At the ongoing Olympics, US athlete Simone Biles disrupted history by withdrawing from the all-around competition and the team final, though the most decorated gymnast in the world later won a bronze at the balance beam competition. “We also have to focus on ourselves, because at the end of the day we’re human, too…So, we have to protect our mind and our body, rather than just go out there and do what the world wants us to do,” the 24-year-old said.
If sport thrives in the hope of millions aspiring to be like a few, Biles was imploring us to remember she is human.
For a year and a half, the world has been ravaged by a pandemic, altering ways of living. Sports, whose existence depends on being distinctive from life, persisted by resisting. When the Indian Premier League (IPL) took place in the UAE in 2020, efforts were made to create an impression of a parallel world. Prolonged quarantines were mandated, footage of fans cheering from the safety of their houses were used to underline that the game was indomitable.
Life infiltrated soon. People on social media spent days dissecting the extra weight some players put on, the sluggish pace with which they moved. The criticism was veiled consternation on finding their heroes on equal footing.
At the outset, the Olympics deployed a similar mirage. Naomi Osaka lighting the cauldron in Tokyo signalled the surge of a new era. The vivid commitment of the moment made the 23-year-old’s decision to sit out the French Open this year distant, her concerns over mental health peripheral. At long last, the certainty of sports was ready to override the precarity of life.
In 2016 at Rio de Janeiro, Biles–19 then–had snagged four gold medals, cementing her status as one of the greatest living athletes. Standing in 2021, she chose the same platform to rewrite her story. At any other time, her reminder of being one of us would have sounded condescending, her choice of withdrawing, unprofessional. But the world has changed. The present crisis has revealed vulnerability as a human condition, resetting the line dividing mortals and the sporting gods forever.

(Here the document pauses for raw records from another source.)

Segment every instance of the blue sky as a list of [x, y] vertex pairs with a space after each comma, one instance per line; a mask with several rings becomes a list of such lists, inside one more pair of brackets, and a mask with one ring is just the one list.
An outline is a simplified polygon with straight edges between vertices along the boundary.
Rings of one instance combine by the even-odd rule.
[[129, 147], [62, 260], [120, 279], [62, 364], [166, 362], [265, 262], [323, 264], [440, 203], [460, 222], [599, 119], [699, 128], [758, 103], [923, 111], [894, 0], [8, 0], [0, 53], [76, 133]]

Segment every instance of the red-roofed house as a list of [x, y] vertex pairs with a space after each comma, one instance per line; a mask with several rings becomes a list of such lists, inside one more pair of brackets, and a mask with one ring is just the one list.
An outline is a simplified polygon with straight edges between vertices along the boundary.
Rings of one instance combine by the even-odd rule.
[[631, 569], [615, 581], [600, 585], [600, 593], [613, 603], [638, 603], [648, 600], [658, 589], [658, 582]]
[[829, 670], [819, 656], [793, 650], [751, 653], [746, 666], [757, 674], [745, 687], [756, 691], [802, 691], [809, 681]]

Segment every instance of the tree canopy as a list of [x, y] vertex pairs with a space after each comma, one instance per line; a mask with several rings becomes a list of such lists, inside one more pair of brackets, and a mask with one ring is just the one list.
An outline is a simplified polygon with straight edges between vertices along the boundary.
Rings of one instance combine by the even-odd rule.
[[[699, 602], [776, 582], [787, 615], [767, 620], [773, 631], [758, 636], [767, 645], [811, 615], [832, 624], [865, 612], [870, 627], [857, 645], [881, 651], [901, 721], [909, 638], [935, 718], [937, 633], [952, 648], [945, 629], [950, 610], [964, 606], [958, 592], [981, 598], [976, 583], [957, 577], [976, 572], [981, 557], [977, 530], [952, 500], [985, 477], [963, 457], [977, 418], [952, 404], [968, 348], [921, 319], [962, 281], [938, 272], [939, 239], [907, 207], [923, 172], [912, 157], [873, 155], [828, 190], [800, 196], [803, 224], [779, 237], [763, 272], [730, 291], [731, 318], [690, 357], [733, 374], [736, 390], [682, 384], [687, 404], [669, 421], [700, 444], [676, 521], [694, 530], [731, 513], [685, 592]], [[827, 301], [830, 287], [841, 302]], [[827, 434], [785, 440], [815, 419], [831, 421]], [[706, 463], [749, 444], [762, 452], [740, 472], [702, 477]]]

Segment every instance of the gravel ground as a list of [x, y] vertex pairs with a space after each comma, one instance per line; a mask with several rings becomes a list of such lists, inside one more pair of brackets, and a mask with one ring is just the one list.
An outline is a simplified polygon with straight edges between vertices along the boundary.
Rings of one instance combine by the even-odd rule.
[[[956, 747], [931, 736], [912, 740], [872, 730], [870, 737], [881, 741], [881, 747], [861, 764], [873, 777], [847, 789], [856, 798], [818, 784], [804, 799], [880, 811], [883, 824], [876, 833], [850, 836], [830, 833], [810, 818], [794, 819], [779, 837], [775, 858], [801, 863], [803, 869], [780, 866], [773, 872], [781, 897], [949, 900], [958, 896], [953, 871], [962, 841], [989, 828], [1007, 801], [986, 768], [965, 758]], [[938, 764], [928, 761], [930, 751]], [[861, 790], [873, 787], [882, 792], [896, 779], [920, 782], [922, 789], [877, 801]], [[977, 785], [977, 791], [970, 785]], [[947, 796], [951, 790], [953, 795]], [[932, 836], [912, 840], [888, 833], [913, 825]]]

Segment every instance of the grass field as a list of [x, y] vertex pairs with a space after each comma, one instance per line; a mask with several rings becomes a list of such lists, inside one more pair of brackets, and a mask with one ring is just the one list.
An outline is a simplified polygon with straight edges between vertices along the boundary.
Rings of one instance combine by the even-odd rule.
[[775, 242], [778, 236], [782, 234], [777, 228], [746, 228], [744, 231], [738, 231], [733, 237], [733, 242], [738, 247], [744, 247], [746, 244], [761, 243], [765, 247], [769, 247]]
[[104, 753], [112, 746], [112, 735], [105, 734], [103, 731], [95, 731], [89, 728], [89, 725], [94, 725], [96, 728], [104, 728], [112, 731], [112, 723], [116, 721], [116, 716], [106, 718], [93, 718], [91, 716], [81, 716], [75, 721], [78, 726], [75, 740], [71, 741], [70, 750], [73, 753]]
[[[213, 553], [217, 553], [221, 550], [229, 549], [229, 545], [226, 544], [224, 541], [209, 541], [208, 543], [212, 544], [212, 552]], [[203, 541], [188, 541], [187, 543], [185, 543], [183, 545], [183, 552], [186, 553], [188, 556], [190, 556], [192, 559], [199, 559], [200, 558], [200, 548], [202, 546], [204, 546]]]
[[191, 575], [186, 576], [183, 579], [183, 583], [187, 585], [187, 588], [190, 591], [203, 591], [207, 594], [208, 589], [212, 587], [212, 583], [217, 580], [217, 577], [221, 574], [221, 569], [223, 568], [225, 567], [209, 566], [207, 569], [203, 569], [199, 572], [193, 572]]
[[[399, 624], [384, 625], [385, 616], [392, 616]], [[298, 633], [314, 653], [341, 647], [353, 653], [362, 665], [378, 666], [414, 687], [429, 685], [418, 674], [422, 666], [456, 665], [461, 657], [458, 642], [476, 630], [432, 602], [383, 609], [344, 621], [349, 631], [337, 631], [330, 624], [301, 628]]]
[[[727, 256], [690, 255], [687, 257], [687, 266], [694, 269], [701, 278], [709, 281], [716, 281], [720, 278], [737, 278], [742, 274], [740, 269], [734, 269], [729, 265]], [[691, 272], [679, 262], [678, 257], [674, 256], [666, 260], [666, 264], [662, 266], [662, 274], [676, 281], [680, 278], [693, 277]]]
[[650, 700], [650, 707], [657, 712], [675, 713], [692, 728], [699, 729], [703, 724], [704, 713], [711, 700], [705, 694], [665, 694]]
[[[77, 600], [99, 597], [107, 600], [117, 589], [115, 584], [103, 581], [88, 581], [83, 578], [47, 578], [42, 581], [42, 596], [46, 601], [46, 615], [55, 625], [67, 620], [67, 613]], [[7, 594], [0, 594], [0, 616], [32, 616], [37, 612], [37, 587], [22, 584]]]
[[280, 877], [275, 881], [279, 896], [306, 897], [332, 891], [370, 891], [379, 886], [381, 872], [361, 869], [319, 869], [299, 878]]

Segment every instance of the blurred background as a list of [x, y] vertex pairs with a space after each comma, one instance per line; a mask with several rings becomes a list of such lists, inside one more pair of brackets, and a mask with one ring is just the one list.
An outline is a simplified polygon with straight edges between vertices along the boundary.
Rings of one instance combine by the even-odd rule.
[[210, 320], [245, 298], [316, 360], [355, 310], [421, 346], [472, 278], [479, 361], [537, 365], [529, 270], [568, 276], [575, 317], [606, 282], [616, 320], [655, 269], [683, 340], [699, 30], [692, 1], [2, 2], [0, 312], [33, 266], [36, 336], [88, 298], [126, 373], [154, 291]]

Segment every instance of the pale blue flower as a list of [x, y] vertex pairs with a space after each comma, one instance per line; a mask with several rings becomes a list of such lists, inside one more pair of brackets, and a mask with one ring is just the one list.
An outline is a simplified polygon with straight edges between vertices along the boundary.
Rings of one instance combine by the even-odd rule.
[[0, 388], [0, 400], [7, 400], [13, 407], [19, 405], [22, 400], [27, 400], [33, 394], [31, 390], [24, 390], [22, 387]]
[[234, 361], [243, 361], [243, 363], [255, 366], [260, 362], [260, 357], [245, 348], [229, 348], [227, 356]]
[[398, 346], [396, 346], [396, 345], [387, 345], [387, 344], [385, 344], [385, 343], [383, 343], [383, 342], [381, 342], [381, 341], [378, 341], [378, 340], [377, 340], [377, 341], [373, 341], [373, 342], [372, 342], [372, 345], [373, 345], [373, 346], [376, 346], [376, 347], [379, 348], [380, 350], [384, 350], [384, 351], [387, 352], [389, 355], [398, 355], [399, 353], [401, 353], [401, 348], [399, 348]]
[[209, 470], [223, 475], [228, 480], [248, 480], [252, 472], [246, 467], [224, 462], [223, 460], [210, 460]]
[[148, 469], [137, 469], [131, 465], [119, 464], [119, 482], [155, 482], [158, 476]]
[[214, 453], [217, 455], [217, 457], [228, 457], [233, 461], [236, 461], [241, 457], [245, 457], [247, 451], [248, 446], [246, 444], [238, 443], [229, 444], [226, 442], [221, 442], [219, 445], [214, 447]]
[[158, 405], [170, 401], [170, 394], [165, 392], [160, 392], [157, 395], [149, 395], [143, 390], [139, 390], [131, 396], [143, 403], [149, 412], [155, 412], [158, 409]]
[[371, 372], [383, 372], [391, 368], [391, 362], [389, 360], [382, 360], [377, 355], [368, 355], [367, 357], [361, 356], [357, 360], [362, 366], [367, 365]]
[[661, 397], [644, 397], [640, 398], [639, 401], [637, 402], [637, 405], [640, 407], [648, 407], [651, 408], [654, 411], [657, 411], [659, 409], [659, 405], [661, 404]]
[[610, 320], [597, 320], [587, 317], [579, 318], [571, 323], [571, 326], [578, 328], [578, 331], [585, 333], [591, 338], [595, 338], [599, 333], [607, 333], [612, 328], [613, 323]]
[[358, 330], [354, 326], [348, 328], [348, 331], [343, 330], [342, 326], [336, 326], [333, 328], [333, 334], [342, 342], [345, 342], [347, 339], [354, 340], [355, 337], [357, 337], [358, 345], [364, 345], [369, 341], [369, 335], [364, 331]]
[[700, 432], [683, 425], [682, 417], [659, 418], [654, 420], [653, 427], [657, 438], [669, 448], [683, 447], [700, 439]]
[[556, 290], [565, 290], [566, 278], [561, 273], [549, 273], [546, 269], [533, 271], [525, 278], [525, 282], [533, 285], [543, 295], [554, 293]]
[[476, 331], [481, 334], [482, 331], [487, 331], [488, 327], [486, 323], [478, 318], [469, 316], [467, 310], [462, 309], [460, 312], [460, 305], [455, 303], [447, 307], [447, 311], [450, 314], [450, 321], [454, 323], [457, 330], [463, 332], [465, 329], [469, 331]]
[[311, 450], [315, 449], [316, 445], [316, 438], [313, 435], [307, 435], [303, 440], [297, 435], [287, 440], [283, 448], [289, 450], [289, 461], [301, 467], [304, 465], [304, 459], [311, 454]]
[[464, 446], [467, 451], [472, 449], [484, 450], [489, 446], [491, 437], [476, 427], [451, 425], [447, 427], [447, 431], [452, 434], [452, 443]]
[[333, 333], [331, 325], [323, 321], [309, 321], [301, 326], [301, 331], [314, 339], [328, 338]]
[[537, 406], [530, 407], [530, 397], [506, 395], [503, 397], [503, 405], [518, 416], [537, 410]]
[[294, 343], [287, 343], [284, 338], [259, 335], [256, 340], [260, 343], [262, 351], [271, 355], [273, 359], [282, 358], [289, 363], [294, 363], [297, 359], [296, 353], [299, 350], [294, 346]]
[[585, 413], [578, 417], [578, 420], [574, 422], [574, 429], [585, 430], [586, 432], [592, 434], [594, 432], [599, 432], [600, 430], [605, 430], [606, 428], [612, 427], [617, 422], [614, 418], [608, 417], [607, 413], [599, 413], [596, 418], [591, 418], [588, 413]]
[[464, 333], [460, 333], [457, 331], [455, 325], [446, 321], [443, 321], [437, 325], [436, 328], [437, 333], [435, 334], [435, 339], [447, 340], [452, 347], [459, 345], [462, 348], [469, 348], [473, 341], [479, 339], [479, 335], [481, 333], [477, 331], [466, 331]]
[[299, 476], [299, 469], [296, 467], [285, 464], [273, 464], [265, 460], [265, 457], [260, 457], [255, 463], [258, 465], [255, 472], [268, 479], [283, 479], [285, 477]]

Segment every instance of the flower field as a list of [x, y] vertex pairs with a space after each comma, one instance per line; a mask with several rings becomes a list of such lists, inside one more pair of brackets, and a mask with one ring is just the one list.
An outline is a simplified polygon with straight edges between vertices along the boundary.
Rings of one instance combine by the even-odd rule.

Biles’ plea, however, was not an excuse. It was a statement. By refraining from doing “what the world wants us to do” she acknowledged the reality beyond the confines of the court—far too many people have died and the incessant stream of grief has transfigured the rest into bottomless reservoirs. The moral parameters of sports have morphed into mortal implications of life. Winning and losing have become a language of living. By drawing attention to the fact that she is human too, the gymnast highlighted the struggle of survival we all have been afflicted with and the resolve needed for existing, now that living has become a full-time sport. Sitting at the stand cheering for others, Biles humanised the competition and mythologised us. She achieved greatness despite rejecting the roadmap.
After withdrawing from all individual events save one, she was seen on the balancing beam. Her performance earned a bronze but it needed no validation As the crowd erupted in the arena, it was evident that the routine was something else. It felt different, it represented something more. Had she won the gold, Biles would have been one of the greatest athletes of all time. But by winning the bronze she uncovered the singularity of our times.